Regardless, The Greatest Generation ends on the ultimate high note. “I Just Want To Sell Out My Funeral” brings the songwriting bar to its highest level because depending on how you’re counting, this seven-and-a-half minute monster could be two totally separate songs strung together by a kick drum at the 3:26 mark, or it could count as 13 songs all exploded and then sewed back together very nicely. The track begins as its own individual song, one that reveals a personal crisis of Campbell (or, maybe, The Wonder Years) just wanting to have been enough for the people in his life before dying. Then the track switches gears into a reprise, recalling key phrases from previous songs into a jaw-dropping three-plus minute medley. The chorus of “Teenage Parents” gets wound with a one-liner from “Devil In My Bloodstream” at one point, just showing the creative songwriting that went into the process. As that melody comes to a close, the record folds with Campbell’s best lyrical verse as the frontman of this band:
I’m sick of seeing ghosts
And I know how it’s all gonna end
There’s no triumph waiting
There’s no sunset to ride off in
We all wanna be great men
And there’s nothing romantic about it
I just wanna know that I did
All I could with what I was given
The Greatest Generation is more personal than past Wonder Years records but in different ways. There isn’t a song about being in college and there isn’t a song about an ex-girlfriend. But there are a hundred little stories about discovering who you are, coming to terms with it and becoming the best version of yourself that you’re capable of being. About not settling for good and taking great instead. About doing the right thing. About becoming a great man or woman. It sounds pretty grown up, but we’ve accidentally grown up with The Wonder Years.

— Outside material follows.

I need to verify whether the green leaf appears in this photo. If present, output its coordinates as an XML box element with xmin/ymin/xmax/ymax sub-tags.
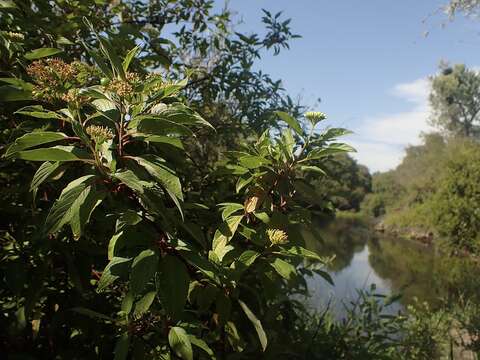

It is my firm belief that The Greatest Generation has no real precedent in this community. It’s my belief that there isn’t another band in pop-punk right now that can write a record this good. The Wonder Years are a band that will neither repeat the same records nor reinvent themselves for every album, but instead add in enough ingredients and weird ideas, go into any given room above an abandoned sandwich shop, and come out with a product that simultaneously still sounds like themselves and gives us enough new progression to chew on for another two years. All while getting better at being a band. That’s pretty remarkable.
In the video trailer for this record, Campbell says, “People say the greatest generation has come and gone, but they're wrong. They haven't seen what we're capable of.” Based on past experience, with high expectations getting shattered on an album-by-album basis, it’s possible we’ve only just started to see what The Wonder Years are capable of.